The Supreme Court just agreed to hear a case about a 1988 law written for VHS rental stores. If you run a website with video content, this could determine whether you're facing a class action lawsuit.
Welcome to the Video Privacy Protection Act—the sleeper legal issue that's been quietly generating lawsuits against startups for years.
The Backstory
In 1988, a reporter obtained Robert Bork's video rental history during his Supreme Court nomination. Congress was outraged (because Congress) and passed the Video Privacy Protection Act (VPPA), making it illegal for "video tape service providers" to disclose "personally identifiable information" about their customers' viewing habits.
The law was written for Blockbuster. It now applies to your React app.
The Legal Mess
Here's what's happening in the courts. Plaintiffs' attorneys have figured out that modern websites technically qualify as "video tape service providers" if they host video content. Every time your site uses tracking pixels, cookies, or analytics that capture what videos users watch and shares that with third parties (hello, Meta Pixel), you may be violating a law written when "streaming" meant a creek behind your house.
The circuit courts are split on a key question: who qualifies as a "consumer" protected by the VPPA? The law says consumers must "rent, purchase, or subscribe to goods or services." But what counts?
The Sixth Circuit (now before the Supreme Court) says you have to subscribe to audiovisual content specifically. Just signing up for a newsletter doesn't make you a VPPA-protected consumer, even if you then watch videos on the site.
The Second and Seventh Circuits disagree. They say subscribing to any service from a video provider makes you a consumer—newsletter, free account, whatever. Under that interpretation, basically every website visitor with an account is protected.
Why This Matters for Startups
The VPPA has a private right of action with statutory damages of $2,500 per violation. Per violation means per user whose data was disclosed. Do the math on your user base.
Class action attorneys have been filing these suits aggressively. Targets include major media companies (Paramount, NBA), but also smaller companies that happen to have video content and use standard analytics tools.
If the Supreme Court rules broadly—that any website subscriber who watches videos is a protected consumer—the litigation floodgates open further. If they rule narrowly, it becomes much harder to bring these suits.
The Tracking Pixel Problem
Here's the technical issue: most websites use tracking pixels from Meta, Google, or other ad platforms. These pixels fire on page views, including video page views. They transmit identifiers that can be linked to individuals. That transmission—pixel fire to ad platform—is arguably a "disclosure" of viewing information under the VPPA.

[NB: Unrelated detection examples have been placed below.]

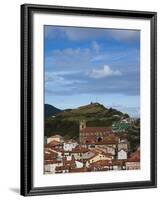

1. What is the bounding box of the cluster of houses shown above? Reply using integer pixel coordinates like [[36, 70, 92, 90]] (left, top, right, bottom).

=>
[[44, 121, 140, 174]]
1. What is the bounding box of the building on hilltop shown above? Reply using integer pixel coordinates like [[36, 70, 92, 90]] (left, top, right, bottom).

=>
[[79, 120, 112, 144]]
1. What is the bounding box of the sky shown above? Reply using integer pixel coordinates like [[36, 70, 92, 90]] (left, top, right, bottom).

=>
[[44, 25, 140, 117]]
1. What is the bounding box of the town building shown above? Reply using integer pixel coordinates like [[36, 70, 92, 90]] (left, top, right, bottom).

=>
[[47, 135, 63, 144], [79, 120, 112, 144]]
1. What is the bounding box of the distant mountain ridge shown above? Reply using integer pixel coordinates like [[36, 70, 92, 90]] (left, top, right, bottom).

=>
[[45, 103, 129, 138], [45, 104, 62, 118]]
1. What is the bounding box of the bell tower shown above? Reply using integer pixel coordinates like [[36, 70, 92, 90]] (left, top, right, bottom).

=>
[[79, 120, 86, 131]]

You probably have this on your site. Your marketing team probably added it. They probably didn't check with legal, because why would cookie pixels be a federal privacy violation?
But they might be. And at $2,500 per user, "might be" is a problem.
What Founders Should Do
Audit your video content and tracking. Do you host videos? Do you use tracking pixels that fire on video pages? If yes to both, you have exposure.

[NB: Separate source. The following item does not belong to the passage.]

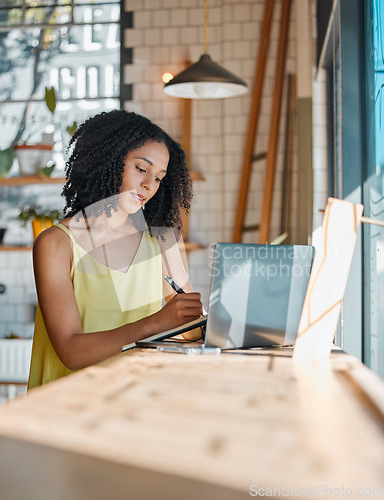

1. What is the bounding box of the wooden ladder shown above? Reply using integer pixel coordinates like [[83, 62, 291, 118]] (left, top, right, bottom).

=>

Check your consent flows. The VPPA allows disclosure with consumer consent. But the consent has to be specific—users need to know their video viewing information will be shared. A generic privacy policy probably doesn't cut it.
Consider whether you need those pixels on video pages. You can exclude video content from tracking pixel fires. You lose some analytics granularity but eliminate the legal risk.

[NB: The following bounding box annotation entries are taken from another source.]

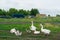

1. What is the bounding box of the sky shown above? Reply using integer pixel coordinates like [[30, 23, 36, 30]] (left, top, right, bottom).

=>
[[0, 0, 60, 14]]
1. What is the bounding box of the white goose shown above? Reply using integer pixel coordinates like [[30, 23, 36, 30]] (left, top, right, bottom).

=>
[[30, 21, 36, 31], [40, 24, 51, 35], [15, 30, 22, 36], [10, 28, 16, 33], [34, 30, 40, 34]]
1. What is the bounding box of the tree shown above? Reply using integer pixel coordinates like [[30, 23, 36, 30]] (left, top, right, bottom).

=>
[[30, 9, 39, 16], [8, 8, 18, 15]]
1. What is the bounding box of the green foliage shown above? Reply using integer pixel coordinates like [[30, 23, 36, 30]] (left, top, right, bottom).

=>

Watch the Supreme Court case. Salazar v. Paramount Global will be argued this term. The decision will clarify who counts as a consumer and therefore who can sue. A narrow ruling reduces your risk; a broad ruling increases it.
The Bigger Picture
The VPPA is a symptom of a larger problem: American privacy law is a patchwork of old statutes applied to new technologies. We don't have comprehensive federal privacy legislation, so courts stretch laws like the VPPA to fill gaps.
For founders, this creates uncertainty. You can build a product that's totally normal by industry standards—using common analytics tools, implementing standard tracking—and still face federal liability under a law written before the internet existed.
The solution isn't to stop using analytics. It's to build with legal risk in mind. That means:
1. Actually read your privacy policy and make sure it covers what you're doing
2. Implement consent mechanisms that are specific, not generic
3. Be thoughtful about what data you share with third parties, especially viewing data
4. Have a lawyer who understands tech privacy review your setup
The VPPA has been generating lawsuits for years. The Supreme Court taking the case suggests they want to resolve the circuit split. One way or another, we'll have more clarity soon. But until then, the risk is real.
The Irony
Robert Bork was nominated to the Supreme Court. His video rental records were exposed. Congress passed a law. Now the Supreme Court will interpret that law.
Meanwhile, every website in America shares more data about users than Bork's rental store ever could. The law hasn't kept up. It probably never will. Build accordingly.